For resources satisfying rule 2 above instead, if we trace back via the extra foreign key fields, we end up getting a tree of resources that all together identify objects of that resource. In order to generate identifier format, each resource in the traceback tree generates its own part of standalone format in the way described in the last paragraph, using all fields but the foreign keys. Finally all parts are combined by `++` in the following order:
* Put stand-alone format as the first identifier component.
* Recursively generate unique identifiers for each resource the underlying resource is pointing to using foreign key (a child of a traceback tree node).
* Treat generated unique identifiers as the rest identifier components. Sort them in lexicographic order of corresponding foreign key.
* Combine all components together using `++` to generate the final identifier format.
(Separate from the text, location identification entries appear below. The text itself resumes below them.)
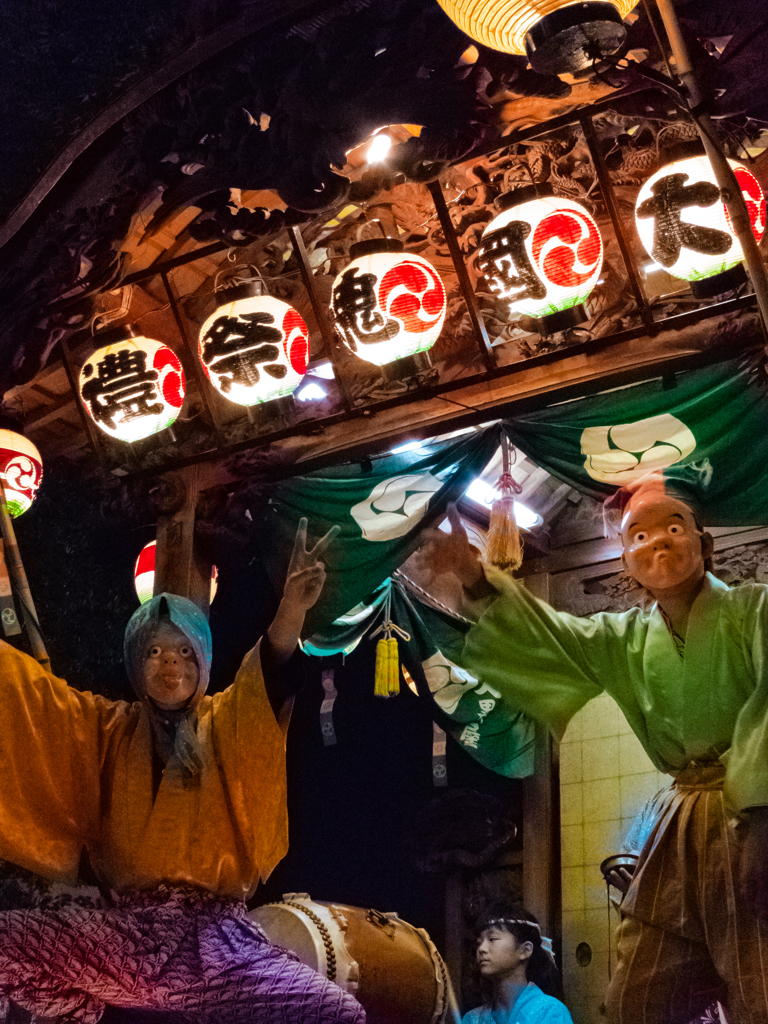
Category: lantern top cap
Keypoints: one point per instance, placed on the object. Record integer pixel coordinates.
(235, 290)
(523, 195)
(372, 246)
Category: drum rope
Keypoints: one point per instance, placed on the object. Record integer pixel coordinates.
(322, 928)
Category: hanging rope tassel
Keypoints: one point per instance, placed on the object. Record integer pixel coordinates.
(393, 665)
(504, 541)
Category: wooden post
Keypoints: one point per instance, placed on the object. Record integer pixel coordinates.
(178, 567)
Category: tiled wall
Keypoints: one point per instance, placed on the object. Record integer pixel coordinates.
(605, 778)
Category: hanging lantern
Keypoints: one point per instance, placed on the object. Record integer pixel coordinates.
(543, 254)
(557, 36)
(143, 573)
(686, 228)
(388, 304)
(133, 386)
(254, 348)
(20, 469)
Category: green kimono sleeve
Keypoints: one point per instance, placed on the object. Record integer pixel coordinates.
(546, 663)
(747, 776)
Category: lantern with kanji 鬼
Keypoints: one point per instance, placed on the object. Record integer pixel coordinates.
(254, 348)
(557, 36)
(542, 255)
(20, 470)
(686, 228)
(133, 386)
(143, 573)
(388, 304)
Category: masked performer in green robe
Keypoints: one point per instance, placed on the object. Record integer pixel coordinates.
(691, 677)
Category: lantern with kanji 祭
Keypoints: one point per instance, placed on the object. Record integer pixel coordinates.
(542, 255)
(388, 304)
(143, 573)
(20, 470)
(685, 226)
(254, 348)
(557, 36)
(133, 386)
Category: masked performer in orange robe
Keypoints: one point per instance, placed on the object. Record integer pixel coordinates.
(180, 801)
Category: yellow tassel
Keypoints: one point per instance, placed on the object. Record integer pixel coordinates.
(393, 680)
(381, 687)
(504, 542)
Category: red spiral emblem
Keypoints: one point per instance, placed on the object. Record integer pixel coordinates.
(414, 293)
(566, 248)
(170, 377)
(754, 199)
(296, 341)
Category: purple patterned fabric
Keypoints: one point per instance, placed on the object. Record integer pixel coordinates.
(184, 951)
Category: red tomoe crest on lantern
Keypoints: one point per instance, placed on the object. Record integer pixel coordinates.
(254, 348)
(388, 304)
(22, 470)
(543, 254)
(133, 386)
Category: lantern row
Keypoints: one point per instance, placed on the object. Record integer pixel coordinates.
(542, 256)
Back to the example above, when generating identifier format for resource `Foo`, we firstly generate stand-alone formats, `<name>+<choice>` for `Foo` and `<fk.name>+<fk.choice>` for `Bar`, then combine them together to be `<name>+<choice>++<fk.name>+<fk.choice>`.

When generating identifiers according to the given identifier format, there are cases where a foreign key may points to nowhere. In this case we substitute the part of the format corresponding to the resource the foreign key should point to with an empty string `''`. For example, if a `Foo` object has `name` to be 'alice', `choice` to be 'yes', but `fk` field `None`, its identifier will look like `alice+yes++`.


## Implementation Overview
Module `awx.main.utils.named_url_graph` stands at the core of named URL implementation. It exposes a single public function `generate_graph`. `generate_graph` accepts a list of Tower models in tower that might have named URL (meaning having corresponding endpoint under `/api/v2/`), filter out those that turns out not able to have named URL, and connect the rest together into a named URL graph. The graph is available as a settings option `NAMED_URL_GRAPH` and each node of it contains all info needed to generate named URL identifier formats and parse incoming named URL identifiers.

`generate_graph` will run only once for each Tower WSGI process. This is guaranteed by putting the function call inside `__init__` of `URLModificationMiddleware`. When an incoming request enters `URLModificationMiddleware`, the part of its URL path that could contain a valid named URL identifier is extracted and processed to find (possible) corresponding resource object. The internal process is basically crawling against part of the named URL graph. If the object is found, the identifier part of the URL path is converted to the object's primary key. From now forward Tower can treat the request with the old-styled URL.

## Acceptance Criteria
In general, acceptance should follow what's in 'Usage' section. The contents in 'Identifier Format Protocol' section should not be relevant.
* The classical way of getting objects via primary keys should behave the same.
* Tower configuration part of named URL should work as described. Particularly, `NAMED_URL_FORMATS` should be immutable on user side and display accurate named URL identifier format info.
* `NAMED_URL_FORMATS` should be exclusive, meaning resources specified in `NAMED_URL_FORMATS` should have named URL, and resources not specified there should *not* have named URL.
* If a resource can have named URL, its objects should have a `named_url` field which represents the object-specific named URL. That field should only be visible under detail view, not list view.
* A user following the rules specified in `NAMED_URL_FORMATS` should be able to generate named URL exactly the same as the `named_url` field.
* A user should be able to access specified resource objects via accurately generated named URL. This includes not only the object itself but also its related URLs, like if `/api/v2/res_name/obj_slug/` is valid, `/api/v2/res_name/obj_slug/related_res_name/` should also be valid.
* A user should not be able to access specified resource objects if the given named URL is inaccurate. For example, reserved characters not correctly escaped, or components whose corresponding foreign key field pointing nowhere is not replaced by empty string.
* A user should be able to dynamically generate named URLs by utilizing `NAMED_URL_GRAPH_NODES`.